Un événement marquant pour moi fut l’Open de France de 3×3, à Nantes en août 2020, durant lequel j’ai pu me jauger, me montrer et prendre des contacts avec des acteurs du milieu professionnel. Une équipe novice, le tournoi de qualif’ la veille, un quart de finale… Tellement grandiose !

Puis le projet de signer un contrat professionnel a muri en vous, n’est ce pas ? Comment vous êtes-vous entraînée toute la saison passée pour atteindre cet objectif ?

Dans un premier temps, suite à l’Open de France 2020, j’ai eu le sentiment que c’était possible, que j’étais capable d’évoluer à haut niveau dans le basket féminin. Puis, à la fin de l’été, j’ai acquis la certitude que je voulais vivre cette expérience et que j’étais faite pour ça, suite à un essai dans un gros club de LF2. Cet essai fut sportivement concluant mais je n’ai finalement pas pu me libérer de mon travail d’enseignante pour que l’aventure débute. Dès lors j’ai tout mis en oeuvre durant la saison écoulée pour y parvenir.
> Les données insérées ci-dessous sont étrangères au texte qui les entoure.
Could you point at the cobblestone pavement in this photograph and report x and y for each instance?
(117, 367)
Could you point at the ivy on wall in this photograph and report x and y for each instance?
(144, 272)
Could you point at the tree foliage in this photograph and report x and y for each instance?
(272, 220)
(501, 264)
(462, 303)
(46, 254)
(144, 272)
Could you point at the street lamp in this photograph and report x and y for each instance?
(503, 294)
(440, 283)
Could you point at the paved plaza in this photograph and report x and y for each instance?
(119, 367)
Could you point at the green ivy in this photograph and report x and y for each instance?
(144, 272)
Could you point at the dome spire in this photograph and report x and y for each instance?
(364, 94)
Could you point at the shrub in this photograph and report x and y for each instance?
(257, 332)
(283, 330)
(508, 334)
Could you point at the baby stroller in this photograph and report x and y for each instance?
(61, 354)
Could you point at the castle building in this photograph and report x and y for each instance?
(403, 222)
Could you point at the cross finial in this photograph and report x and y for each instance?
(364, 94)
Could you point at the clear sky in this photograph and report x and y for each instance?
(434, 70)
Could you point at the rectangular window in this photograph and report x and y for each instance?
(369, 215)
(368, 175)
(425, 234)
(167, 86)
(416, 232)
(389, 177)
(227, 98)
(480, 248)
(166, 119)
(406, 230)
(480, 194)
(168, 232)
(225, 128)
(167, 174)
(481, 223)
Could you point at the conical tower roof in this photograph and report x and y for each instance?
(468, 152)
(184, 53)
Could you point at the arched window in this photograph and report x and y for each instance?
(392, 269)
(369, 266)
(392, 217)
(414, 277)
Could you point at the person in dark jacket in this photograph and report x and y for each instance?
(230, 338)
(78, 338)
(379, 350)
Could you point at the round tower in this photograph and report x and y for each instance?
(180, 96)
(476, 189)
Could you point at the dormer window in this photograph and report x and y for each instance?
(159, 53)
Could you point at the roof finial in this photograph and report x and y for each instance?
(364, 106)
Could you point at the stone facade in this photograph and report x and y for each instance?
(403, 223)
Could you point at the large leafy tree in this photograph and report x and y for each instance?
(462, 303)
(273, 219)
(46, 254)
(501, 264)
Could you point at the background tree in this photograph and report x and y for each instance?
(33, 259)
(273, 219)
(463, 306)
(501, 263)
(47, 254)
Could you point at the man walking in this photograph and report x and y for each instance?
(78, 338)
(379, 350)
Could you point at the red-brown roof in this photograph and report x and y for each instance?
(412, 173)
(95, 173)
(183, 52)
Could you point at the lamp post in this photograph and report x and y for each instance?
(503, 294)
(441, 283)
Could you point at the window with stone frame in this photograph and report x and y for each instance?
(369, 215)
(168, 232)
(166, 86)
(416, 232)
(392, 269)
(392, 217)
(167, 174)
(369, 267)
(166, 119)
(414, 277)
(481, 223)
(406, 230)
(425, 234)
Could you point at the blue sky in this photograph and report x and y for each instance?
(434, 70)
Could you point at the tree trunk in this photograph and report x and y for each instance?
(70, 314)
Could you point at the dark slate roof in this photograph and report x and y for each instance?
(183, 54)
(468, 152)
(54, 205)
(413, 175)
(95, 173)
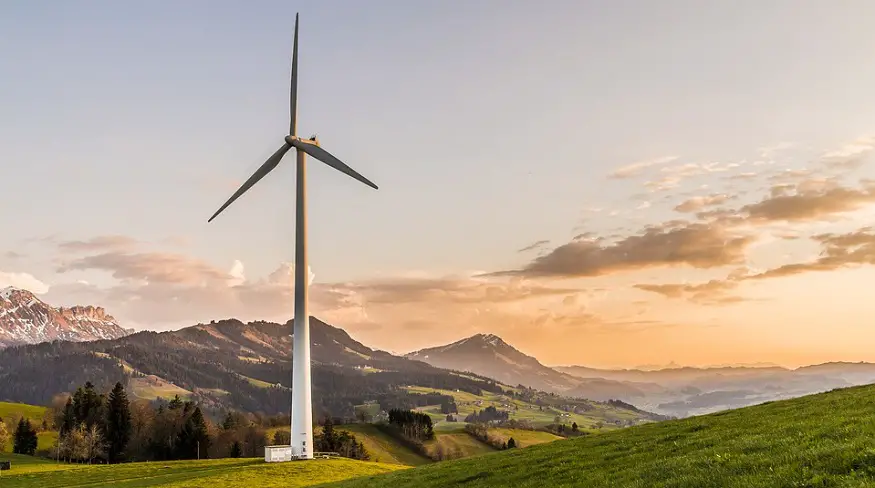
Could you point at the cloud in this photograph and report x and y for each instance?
(635, 169)
(837, 251)
(99, 243)
(535, 245)
(851, 155)
(237, 273)
(806, 203)
(772, 149)
(24, 281)
(696, 204)
(670, 244)
(713, 292)
(150, 268)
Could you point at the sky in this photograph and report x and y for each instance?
(600, 183)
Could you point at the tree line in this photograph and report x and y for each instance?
(96, 427)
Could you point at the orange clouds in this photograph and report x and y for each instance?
(696, 204)
(711, 293)
(98, 243)
(670, 244)
(809, 205)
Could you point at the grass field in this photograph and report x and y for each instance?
(34, 413)
(9, 411)
(459, 445)
(523, 438)
(383, 448)
(223, 473)
(467, 403)
(820, 440)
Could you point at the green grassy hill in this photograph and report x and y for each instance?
(815, 441)
(600, 417)
(30, 472)
(382, 447)
(10, 411)
(34, 413)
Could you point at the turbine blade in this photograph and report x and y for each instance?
(327, 158)
(293, 96)
(265, 168)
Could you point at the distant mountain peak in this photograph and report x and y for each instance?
(25, 319)
(489, 355)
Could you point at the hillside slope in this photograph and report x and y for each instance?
(29, 472)
(488, 355)
(826, 439)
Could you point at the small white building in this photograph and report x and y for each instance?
(278, 454)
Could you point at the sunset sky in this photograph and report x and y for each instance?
(599, 183)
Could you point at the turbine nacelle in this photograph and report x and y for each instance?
(293, 140)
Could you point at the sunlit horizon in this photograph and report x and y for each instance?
(606, 193)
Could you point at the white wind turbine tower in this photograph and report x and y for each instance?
(302, 407)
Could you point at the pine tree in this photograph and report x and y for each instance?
(25, 439)
(329, 437)
(194, 439)
(236, 449)
(118, 423)
(4, 435)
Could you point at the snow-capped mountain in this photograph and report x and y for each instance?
(25, 319)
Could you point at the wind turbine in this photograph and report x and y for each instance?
(302, 406)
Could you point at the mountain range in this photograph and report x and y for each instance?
(248, 366)
(675, 391)
(25, 319)
(229, 364)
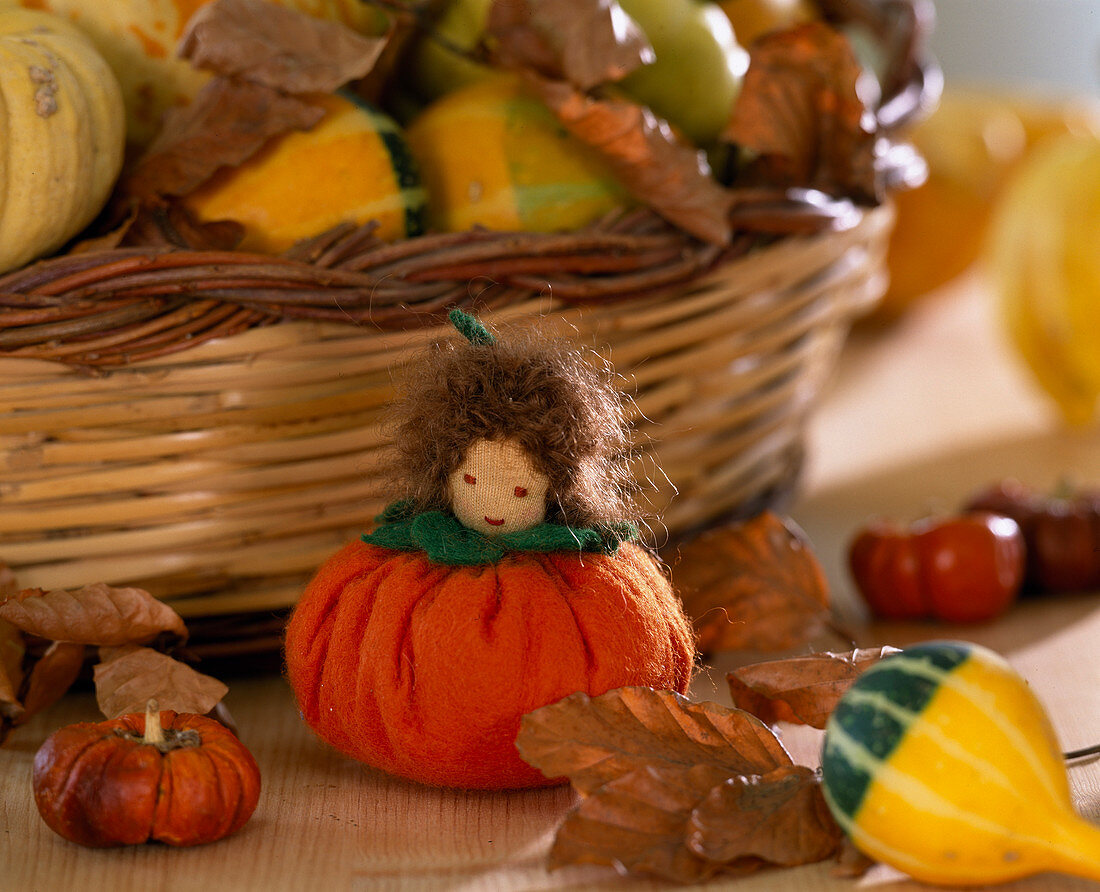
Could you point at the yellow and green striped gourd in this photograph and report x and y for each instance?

Voyant que je n’y arriverai pas seule, j’ai pris un agent, comme me l’ont conseillé plusieurs coachs. J’ai eu plusieurs contacts avec des agents et ce fut pour moi une évidence de faire confiance et de travailler avec Christelle Mijoule. Nous avons immédiatement eu un très bon feeling et je ne la remercierai jamais assez pour son engagement dans mon entreprise. Sans elle, je ne serai pas là aujourd’hui.

Aboutir, pour moi qui n’ai pas d’historique basket à haut niveau, cela passait forcément par des essais, il fallait donc me maintenir au top et cela n’a pas été facile de travailler en extérieur de novembre à avril – l’hiver a été très très humide en Bretagne cette année – mais quelque part cela forge le caractère. Il faut voir le positif en toutes choses mais, en toute honnêteté, j’espère ne jamais revivre une telle période, entre l’angoisse de ne pas y arriver et les conditions d’entraînement… apocalyptiques.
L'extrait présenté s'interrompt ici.